Teşkilatın devamını sağlayabilmek ve davanın hedefe intikalini gerçekleştirmek için teşkilatı yönetecek Lider ve yöneticiler her zaman zaruridir.
Teşkilat yöneticileri ne kadar yetenekli ve becerikliyse, ne kadar akl-i selim ve kıvrak zekâya sahibse, ne kadar savunmakta olduğu davaya inanıyor ve sahipleniyorsa hedef o kadar yakınlaşır.

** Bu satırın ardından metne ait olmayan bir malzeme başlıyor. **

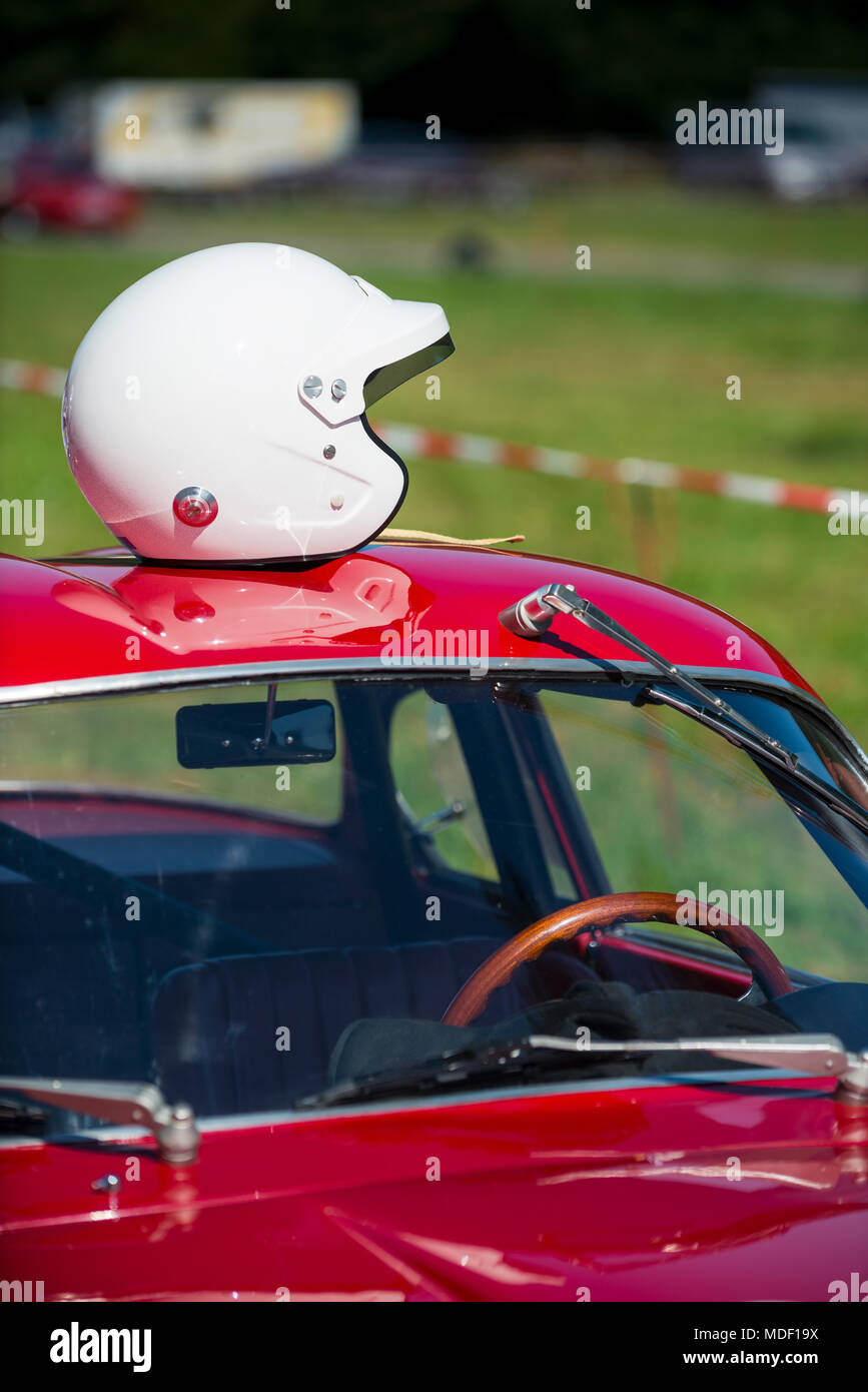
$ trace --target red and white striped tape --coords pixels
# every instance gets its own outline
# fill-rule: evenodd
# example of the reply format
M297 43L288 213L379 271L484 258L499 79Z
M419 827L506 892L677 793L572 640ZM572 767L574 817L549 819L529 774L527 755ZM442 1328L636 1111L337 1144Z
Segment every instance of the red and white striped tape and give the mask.
M0 387L17 391L36 391L47 397L61 397L65 372L61 367L40 367L29 362L0 359ZM373 429L399 455L421 459L455 459L484 469L524 469L529 473L551 473L562 479L598 479L605 483L644 483L652 489L680 489L686 493L707 493L741 503L761 503L769 508L798 508L807 512L829 512L836 503L858 511L868 494L853 489L823 489L815 483L783 483L755 473L723 473L711 469L684 469L677 464L658 464L654 459L598 459L572 450L547 450L533 444L513 444L488 436L452 434L424 430L420 426L401 426L388 420L371 422Z
M654 459L598 459L570 450L512 444L487 436L445 434L416 426L396 426L385 420L371 425L380 438L402 457L456 459L477 468L526 469L530 473L552 473L563 479L644 483L652 489L682 489L687 493L708 493L721 498L739 498L743 503L762 503L771 508L800 508L808 512L828 512L832 503L839 500L850 508L860 507L858 493L853 489L783 483L780 479L766 479L755 473L684 469L677 464L658 464Z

Teşkilat yöneticileri, insan, zaman, yer gibi önemli unsurları iyi değerlendirmek zorundadır. Plan, program ve proje bazlı işlerini yürütmelidir.
Dava adamı samimidir.
Samimiyetin ölçüsü, tek başına fikirler, düşünceler, inançlar omadığı gibi, tek başına fiiller veya eylemlerde olamaz.
Teşkilat adamında,Fikirler ve fiiller hangi oranda örtüşüyorsa samimiyette o oranda artıyor demektir.
İnandım demekle inanılmış olmaz. inanmanın ispatı gereklidir.
İçinde motoru olmayan bir otomobilin belirlediğiniz rota boyunca hedefine varması ne kadar mümkündür ki?
Teşkilatlarda fikri ve fiili çelişki her ne kadar yönetici olmayan kişilerde hoş görülse de yöneticiler için asla hoş görülmeyecektir. Çünkü yöneticilere, yöneticilik payesini veren bu üstün vasıflardır.